I suggest that neither Jesus nor the early disciples treated literally dying for the gospel as a necessary consequence of discipleship. In fact, later in Mark’s gospel, Jesus is clear that with the possibility of persecutions in this life, so also there could be several elements traditionally associated with the good life in this life (also, the elements of the good life will be certain in the age to come):
Mar 10:29-31 Jesus said, “Truly, I say to you, there is no one who has left house or brothers or sisters or mother or father or children or lands, for my sake and for the gospel, (30) who will not receive a hundredfold now in this time, houses and brothers and sisters and mothers and children and lands, with persecutions, and in the age to come eternal life. (31) But many who are first will be last, and the last first.”

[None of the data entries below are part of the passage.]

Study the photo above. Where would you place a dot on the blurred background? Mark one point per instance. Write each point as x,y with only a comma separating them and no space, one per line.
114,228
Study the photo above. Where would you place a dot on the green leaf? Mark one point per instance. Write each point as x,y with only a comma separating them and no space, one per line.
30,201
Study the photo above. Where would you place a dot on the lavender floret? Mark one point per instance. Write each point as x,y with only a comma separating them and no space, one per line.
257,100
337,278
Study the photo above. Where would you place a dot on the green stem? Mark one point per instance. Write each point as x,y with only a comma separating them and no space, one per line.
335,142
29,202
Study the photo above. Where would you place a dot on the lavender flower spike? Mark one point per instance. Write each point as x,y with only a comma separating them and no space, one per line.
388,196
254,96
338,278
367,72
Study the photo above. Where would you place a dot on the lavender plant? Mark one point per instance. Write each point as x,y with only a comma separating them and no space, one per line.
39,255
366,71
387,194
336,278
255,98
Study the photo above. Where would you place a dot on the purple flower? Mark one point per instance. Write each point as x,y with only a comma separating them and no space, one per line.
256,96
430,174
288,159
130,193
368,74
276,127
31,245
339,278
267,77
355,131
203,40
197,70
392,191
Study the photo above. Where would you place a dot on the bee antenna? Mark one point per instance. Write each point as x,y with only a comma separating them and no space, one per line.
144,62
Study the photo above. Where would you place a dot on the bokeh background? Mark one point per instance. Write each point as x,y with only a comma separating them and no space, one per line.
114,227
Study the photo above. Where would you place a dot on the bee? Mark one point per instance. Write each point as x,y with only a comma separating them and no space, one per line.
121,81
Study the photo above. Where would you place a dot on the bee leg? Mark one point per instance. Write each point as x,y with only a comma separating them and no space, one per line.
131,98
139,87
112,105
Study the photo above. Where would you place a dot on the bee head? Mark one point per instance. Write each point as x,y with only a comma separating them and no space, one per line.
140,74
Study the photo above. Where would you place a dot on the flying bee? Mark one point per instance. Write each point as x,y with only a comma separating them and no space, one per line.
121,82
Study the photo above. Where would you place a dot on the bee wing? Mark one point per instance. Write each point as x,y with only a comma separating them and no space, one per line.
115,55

The point being that losing ones life, in Mark 8:35, is not necessarily the same thing as literally dying. It would seem that it is a commitment to a form of personal transformation under Jesus’ tutelage. I think that George Herbert captures this concept quite well in his poem Clasping of Hands.
Clasping of Hands
LORD, thou art mine, and I am thine,
If mine I am: and thine much more,
Than I or ought, or can be mine.
Yet to be thine, doth me restore;
So that again I now am mine,
And with advantage mine the more.
Since this being mine, brings with it thine,
And thou with me dost thee restore.
If I without thee would be mine,
I neither should be mine nor thine.Lord, I am thine, and thou art mine:
So mine thou art, that something more
I may presume thee mine, then thine
For thou didst suffer to restore
Not thee, but me, and to be mine:
And with advantage mine the more,
Since thou in death wast none of thine,
Yet then as mine didst me restore.
O be mine still! still make me thine;
Or rather make no Thine and Mine!George Herbert, The Works of George Herbert (London: George Routledge & Co., 1854), 165.
Herbert essentially captures that learning to be possessed of God is precisely to come to oneself as well. Jesus makes this same claim in the parable of the prodigal son. His repentance is described as, “coming to himself” (Luke 15:17). In losing oneself, one comes to knowledge of God. Similarly, in coming to knowledge of God, one comes to true self-ownership.